It’s the week after Labor Day and the Jewish New Year, the new year of creation, which comes early this year, is suddenly upon us. I know that these are the Days of Awe, but the rolling catastrophe that is Syria, the silence about it heretofore, and the arguments about it here in the U.S., all of it together fills me with loathing and disgust.
It’s my own view that the reasons to act or not act against the Assad regime in Syria from this far side of the Atlantic are a mix of strategic, political, and moral ones. So I’m not so much of mixed mind. I don’t see any diplomatic solution on the horizon. I’ll bet there never was one. After two years of letting Syria burn, the war has gotten worse, not better; more complicated and dangerous, not less so; and there’s no reason to think that things won’t be worse, more dangerous, and more complicated still after another year of bloodshed and silence.
I understand why people think otherwise, but I do think it’s a U.S. interest, politically and morally.
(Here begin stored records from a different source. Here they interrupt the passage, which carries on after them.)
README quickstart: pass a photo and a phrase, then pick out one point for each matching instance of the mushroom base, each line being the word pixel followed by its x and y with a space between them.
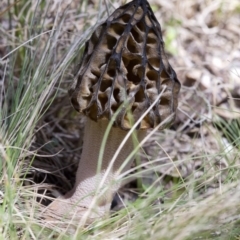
pixel 96 181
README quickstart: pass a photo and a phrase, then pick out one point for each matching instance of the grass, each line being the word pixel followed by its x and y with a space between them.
pixel 195 171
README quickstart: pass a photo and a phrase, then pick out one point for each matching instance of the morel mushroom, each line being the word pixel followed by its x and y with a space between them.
pixel 124 69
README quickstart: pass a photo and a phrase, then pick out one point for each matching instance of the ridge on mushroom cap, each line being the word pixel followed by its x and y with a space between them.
pixel 124 61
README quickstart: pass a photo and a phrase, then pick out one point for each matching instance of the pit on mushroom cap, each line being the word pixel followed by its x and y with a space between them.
pixel 124 67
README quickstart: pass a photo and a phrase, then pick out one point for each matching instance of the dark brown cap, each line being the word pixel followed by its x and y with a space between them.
pixel 124 62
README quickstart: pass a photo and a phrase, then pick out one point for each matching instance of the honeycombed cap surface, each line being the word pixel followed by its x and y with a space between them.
pixel 124 65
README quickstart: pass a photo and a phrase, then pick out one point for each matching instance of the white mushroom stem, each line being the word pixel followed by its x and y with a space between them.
pixel 89 175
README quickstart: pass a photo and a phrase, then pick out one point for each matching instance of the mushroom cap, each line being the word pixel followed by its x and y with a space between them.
pixel 124 65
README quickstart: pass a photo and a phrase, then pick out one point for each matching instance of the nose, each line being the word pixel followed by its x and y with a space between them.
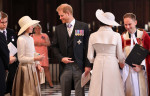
pixel 60 18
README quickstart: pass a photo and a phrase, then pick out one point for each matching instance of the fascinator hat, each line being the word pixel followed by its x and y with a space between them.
pixel 26 22
pixel 107 18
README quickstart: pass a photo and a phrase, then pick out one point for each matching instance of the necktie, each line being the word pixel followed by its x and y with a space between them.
pixel 69 29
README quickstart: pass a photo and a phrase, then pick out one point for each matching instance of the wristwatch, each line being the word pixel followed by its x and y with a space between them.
pixel 143 67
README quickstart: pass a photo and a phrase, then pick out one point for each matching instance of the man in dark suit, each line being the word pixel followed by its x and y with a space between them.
pixel 70 48
pixel 10 36
pixel 4 61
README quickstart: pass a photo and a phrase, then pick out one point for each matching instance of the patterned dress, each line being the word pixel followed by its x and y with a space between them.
pixel 42 49
pixel 26 81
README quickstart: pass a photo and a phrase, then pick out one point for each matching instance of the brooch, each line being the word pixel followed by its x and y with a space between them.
pixel 79 42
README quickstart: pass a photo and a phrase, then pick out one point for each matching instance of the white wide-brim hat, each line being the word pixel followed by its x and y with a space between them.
pixel 107 18
pixel 26 22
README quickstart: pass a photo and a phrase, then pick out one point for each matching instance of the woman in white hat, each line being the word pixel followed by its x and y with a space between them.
pixel 106 78
pixel 26 80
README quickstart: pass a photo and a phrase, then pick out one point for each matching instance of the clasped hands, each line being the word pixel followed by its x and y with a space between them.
pixel 67 60
pixel 136 68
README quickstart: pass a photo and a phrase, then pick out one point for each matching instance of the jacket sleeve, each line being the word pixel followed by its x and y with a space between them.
pixel 4 51
pixel 55 46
And there’s plenty of blood already on our hands, either way it’s looked at, because if you can act and you don’t act, you’re still responsible, just as or almost as responsible if you act and things go wrong. I understand the argument that the U.S. and Europe should just let the Syrians sort out their own problems on their own, and I’m sure this is true. Except that Syria is already destabilized and has been so for a long time. The Russians and the Iranians have seen to that. I just don’t see why it’s not the better or least bad option for Syrian people to sort through their differences on their own, and to be able to do so without Assad, not with him.
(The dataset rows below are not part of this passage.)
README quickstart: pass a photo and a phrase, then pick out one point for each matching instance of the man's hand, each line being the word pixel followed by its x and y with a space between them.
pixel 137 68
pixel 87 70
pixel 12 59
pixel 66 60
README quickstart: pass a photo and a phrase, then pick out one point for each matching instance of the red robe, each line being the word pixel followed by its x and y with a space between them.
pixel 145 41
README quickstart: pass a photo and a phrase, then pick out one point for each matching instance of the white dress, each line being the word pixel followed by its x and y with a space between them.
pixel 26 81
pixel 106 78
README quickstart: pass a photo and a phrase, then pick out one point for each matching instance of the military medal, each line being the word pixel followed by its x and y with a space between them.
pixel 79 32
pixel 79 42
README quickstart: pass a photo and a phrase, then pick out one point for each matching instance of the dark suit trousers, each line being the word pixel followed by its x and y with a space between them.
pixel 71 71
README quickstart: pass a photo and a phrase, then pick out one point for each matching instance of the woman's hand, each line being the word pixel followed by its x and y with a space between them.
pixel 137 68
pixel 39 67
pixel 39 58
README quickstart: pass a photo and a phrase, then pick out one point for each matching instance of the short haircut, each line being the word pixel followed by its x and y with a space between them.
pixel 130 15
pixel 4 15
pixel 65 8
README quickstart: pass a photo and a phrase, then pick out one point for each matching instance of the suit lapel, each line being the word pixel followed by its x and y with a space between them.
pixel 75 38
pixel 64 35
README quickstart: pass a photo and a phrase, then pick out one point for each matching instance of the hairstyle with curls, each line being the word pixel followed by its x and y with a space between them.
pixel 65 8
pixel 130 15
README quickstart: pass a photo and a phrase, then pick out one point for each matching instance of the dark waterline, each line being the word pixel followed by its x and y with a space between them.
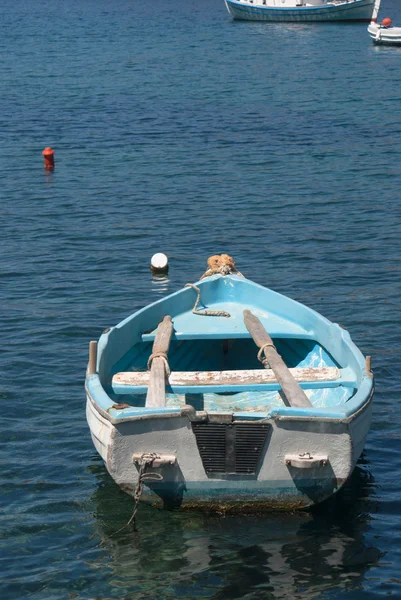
pixel 178 130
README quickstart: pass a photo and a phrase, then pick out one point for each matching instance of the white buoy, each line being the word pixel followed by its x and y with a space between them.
pixel 159 263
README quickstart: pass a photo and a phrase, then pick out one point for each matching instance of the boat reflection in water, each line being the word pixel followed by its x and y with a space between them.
pixel 189 554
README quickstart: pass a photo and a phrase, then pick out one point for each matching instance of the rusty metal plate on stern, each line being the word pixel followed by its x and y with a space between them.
pixel 231 448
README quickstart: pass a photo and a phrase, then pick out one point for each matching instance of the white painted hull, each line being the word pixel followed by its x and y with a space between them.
pixel 354 10
pixel 276 485
pixel 390 36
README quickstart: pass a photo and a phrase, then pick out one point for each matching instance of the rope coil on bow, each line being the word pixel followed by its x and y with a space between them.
pixel 223 265
pixel 262 359
pixel 206 312
pixel 163 356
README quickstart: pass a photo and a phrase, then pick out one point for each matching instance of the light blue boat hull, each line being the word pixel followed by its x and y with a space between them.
pixel 333 428
pixel 357 10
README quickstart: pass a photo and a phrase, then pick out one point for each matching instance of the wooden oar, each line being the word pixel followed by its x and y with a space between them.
pixel 291 390
pixel 156 395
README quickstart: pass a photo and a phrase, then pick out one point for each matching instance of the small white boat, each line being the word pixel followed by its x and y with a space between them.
pixel 253 402
pixel 301 10
pixel 384 33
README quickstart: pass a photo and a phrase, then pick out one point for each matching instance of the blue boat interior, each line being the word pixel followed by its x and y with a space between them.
pixel 202 343
pixel 232 354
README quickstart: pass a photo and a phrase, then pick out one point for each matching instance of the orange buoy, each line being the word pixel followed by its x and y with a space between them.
pixel 48 155
pixel 387 22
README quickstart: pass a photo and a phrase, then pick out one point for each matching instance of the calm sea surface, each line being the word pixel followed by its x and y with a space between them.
pixel 178 130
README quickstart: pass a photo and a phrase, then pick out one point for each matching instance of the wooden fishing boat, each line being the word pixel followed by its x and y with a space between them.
pixel 300 10
pixel 252 401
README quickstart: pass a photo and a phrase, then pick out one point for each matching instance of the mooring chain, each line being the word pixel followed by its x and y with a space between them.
pixel 206 312
pixel 145 461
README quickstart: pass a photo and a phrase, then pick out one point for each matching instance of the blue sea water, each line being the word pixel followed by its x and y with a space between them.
pixel 176 129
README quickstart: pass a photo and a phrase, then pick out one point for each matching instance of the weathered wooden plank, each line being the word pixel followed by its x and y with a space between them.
pixel 293 393
pixel 156 394
pixel 212 378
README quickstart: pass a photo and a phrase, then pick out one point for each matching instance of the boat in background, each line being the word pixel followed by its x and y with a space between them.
pixel 301 10
pixel 251 402
pixel 383 33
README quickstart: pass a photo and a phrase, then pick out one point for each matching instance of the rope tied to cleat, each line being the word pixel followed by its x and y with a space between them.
pixel 206 312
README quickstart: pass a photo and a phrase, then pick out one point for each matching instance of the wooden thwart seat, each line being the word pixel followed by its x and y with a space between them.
pixel 179 381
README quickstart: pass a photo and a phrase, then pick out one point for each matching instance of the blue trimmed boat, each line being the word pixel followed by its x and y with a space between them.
pixel 252 401
pixel 301 10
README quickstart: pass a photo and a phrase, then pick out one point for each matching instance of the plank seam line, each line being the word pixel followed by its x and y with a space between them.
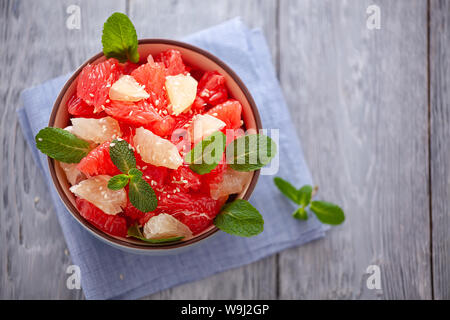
pixel 430 202
pixel 278 70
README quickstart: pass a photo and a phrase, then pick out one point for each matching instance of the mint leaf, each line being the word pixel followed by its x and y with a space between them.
pixel 122 156
pixel 240 218
pixel 135 232
pixel 327 212
pixel 300 213
pixel 304 195
pixel 118 182
pixel 61 145
pixel 287 189
pixel 135 173
pixel 119 38
pixel 141 195
pixel 250 152
pixel 206 154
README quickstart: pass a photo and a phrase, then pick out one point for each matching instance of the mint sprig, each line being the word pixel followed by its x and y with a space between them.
pixel 250 152
pixel 135 232
pixel 119 38
pixel 122 155
pixel 206 154
pixel 118 182
pixel 240 218
pixel 61 145
pixel 141 194
pixel 246 153
pixel 326 212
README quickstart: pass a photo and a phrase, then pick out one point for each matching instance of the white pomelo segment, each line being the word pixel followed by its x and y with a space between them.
pixel 232 182
pixel 165 226
pixel 96 130
pixel 127 89
pixel 182 91
pixel 72 173
pixel 204 125
pixel 95 190
pixel 156 150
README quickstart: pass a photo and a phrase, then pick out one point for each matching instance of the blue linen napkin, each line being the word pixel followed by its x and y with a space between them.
pixel 108 273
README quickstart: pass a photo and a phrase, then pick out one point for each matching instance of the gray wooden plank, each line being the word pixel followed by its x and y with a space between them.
pixel 175 19
pixel 440 144
pixel 359 99
pixel 33 255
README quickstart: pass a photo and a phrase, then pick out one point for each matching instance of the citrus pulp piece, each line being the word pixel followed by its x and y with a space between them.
pixel 114 225
pixel 96 191
pixel 96 130
pixel 98 162
pixel 203 125
pixel 94 82
pixel 127 89
pixel 229 112
pixel 165 226
pixel 156 150
pixel 182 91
pixel 73 174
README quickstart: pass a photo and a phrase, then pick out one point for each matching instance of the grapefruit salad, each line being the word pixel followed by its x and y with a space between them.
pixel 156 148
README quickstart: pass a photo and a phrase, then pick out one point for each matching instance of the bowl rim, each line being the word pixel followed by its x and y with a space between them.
pixel 114 240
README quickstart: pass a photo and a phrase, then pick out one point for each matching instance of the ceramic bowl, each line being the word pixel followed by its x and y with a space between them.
pixel 196 58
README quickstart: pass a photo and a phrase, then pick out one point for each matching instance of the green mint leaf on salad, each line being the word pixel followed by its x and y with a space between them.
pixel 287 189
pixel 250 152
pixel 141 194
pixel 304 195
pixel 300 214
pixel 119 38
pixel 118 182
pixel 327 212
pixel 206 154
pixel 135 173
pixel 122 155
pixel 135 232
pixel 61 145
pixel 240 218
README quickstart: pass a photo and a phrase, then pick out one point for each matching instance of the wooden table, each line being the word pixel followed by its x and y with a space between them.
pixel 371 108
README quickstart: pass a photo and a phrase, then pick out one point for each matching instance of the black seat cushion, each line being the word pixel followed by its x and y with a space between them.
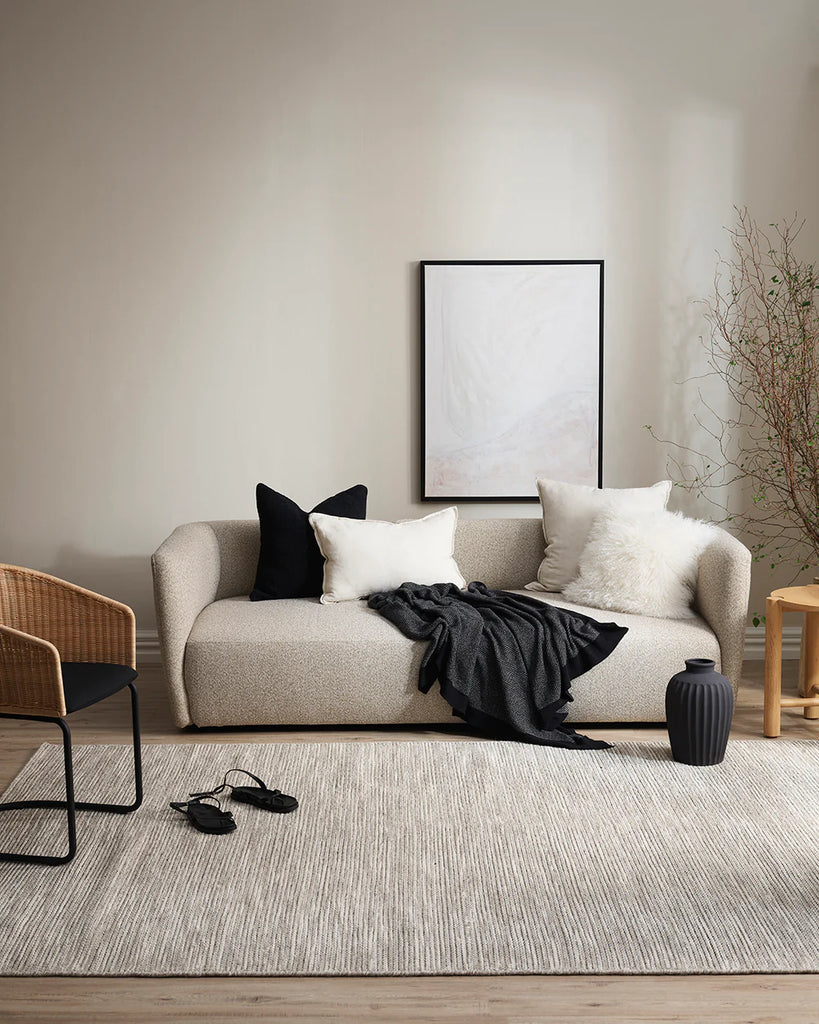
pixel 290 562
pixel 86 682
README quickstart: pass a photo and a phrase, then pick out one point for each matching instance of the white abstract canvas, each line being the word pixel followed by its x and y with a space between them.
pixel 512 388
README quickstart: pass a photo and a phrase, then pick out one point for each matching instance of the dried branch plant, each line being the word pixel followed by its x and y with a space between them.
pixel 763 346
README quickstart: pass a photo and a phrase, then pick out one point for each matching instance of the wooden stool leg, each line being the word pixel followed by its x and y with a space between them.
pixel 773 666
pixel 809 662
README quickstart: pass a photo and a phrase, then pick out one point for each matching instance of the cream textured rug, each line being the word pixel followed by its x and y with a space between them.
pixel 426 858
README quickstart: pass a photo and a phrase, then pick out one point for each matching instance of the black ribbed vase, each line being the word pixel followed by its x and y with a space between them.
pixel 699 706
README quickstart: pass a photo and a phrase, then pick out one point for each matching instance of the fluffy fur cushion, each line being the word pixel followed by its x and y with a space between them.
pixel 642 562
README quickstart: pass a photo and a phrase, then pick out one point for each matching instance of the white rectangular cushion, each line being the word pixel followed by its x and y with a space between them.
pixel 365 556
In her book on Levinas and the Crisis of Humanism, Claire Katz claims that to be human is “to be engaged in an ethical life where we cannot recuse ourselves from responsibility or from making choices, and the consequences of those choices often have damaging effects on those we care about most. My own perceived failures motivated me to ask what it means to raise daughters who will stand up for others, who will defend the victim, and who will stand against the bully. It is not enough simply not to do harm but one must also stop others who commit it”(p.xiii).
After two years and 100,000 dead and now the introduction of chemical weapons, no one knows whether U.S. action or inaction will make things simply worse than they already are. Anyone certain of their own analysis is delusional. I would like to consider the very real possibility that one way or the other, we might all be wrong, and that no matter what the U.S. does or doesn’t do, one way or the other the situation in Syria will continue to deteriorate. This realization is not as an alternative to taking a stance, just a practical complement to an epistemological and moral aporia. All of us are complicit, some more than others. This year, I’m not wishing anyone a sweet new year, just a good one.